To mitigate cryptographic failures in Fiber with DynamoDB, apply strong hashing for credentials, enforce encryption for sensitive fields, and ensure that data sent to and from DynamoDB is handled securely within your route logic.

  • Use bcrypt to hash passwords before storing them in DynamoDB. Never store plaintext or weakly hashed passwords.
  • Encrypt sensitive attributes at the application layer before writing to DynamoDB, and decrypt after reading, using a key managed outside the data store.
  • Validate and sanitize all inputs before using them in DynamoDB queries to prevent injection and over-fetching.
  • Avoid returning raw DynamoDB item representations to API consumers; instead, construct lean response objects that exclude sensitive fields.

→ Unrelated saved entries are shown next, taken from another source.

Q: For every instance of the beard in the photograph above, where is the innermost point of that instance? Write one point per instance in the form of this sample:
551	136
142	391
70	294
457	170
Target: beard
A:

Example: Secure user registration and retrieval with bcrypt and DynamoDB DocumentClient in Fiber:

const { DynamoDBDocumentClient, PutCommand, GetCommand } = require("@aws-sdk/lib-dynamodb");
const { DynamoDB } = require("@aws-sdk/client-dynamodb");
const bcrypt = require("bcrypt");
const express = require("fastify")(); // Using fastify/fiber-like pattern

const client = new DynamoDB({ region: "us-east-1" });
const ddbDocClient = DynamoDBDocumentClient.from(client);

// Register a new user with a hashed password
express.post("/register", async (req, reply) => {
  const { username, password } = req.body;
  if (!username || !password) {
    return reply.code(400).send({ error: "username and password are required" });
  }
  const hashedPassword = await bcrypt.hash(password, 12);
  const params = {
    TableName: "Users",
    Item: {
      username,
      password: hashedPassword,
      createdAt: new Date().toISOString(),
    },
  };
  await ddbDocClient.send(new PutCommand(params));
  return reply.code(201).send({ message: "User registered" });
});

// Authenticate user by comparing hashed password
express.post("/login", async (req, reply) => {
  const { username, password } = req.body;
  const getParams = {
    TableName: "Users",
    Key: { username },
  };
  const { Item } = await ddbDocClient.send(new GetCommand(getParams));
  if (!Item) {
    return reply.code(401).send({ error: "Invalid credentials" });
  }
  const match = await bcrypt.compare(password, Item.password);
  if (!match) {
    return reply.code(401).send({ error: "Invalid credentials" });
  }
  // Return only non-sensitive data
  return reply.send({ username: Item.username, email: Item.email });
});

In this example, passwords are hashed with bcrypt before being stored in DynamoDB, and sensitive fields are omitted from API responses. Ensure that IAM policies granting access to DynamoDB follow least privilege, and avoid logging raw request or response bodies that may contain secrets.

Frequently Asked Questions

Why is storing passwords as plaintext in DynamoDB a cryptographic failure in Fiber apps?
Storing plaintext passwords means that anyone who can read the DynamoDB table—such as through misconfigured IAM, backups, or an SSRF—can obtain user credentials immediately. Always hash passwords with a strong, adaptive function like bcrypt before persisting them.
Can middleBrick detect cryptographic failures involving DynamoDB in a Fiber API scan?
Yes. A middleBrick scan checks whether sensitive data is exposed in API responses and whether weak cryptographic practices are present in endpoints that interact with DynamoDB, providing prioritized findings and remediation guidance mapped to frameworks like OWASP API Top 10.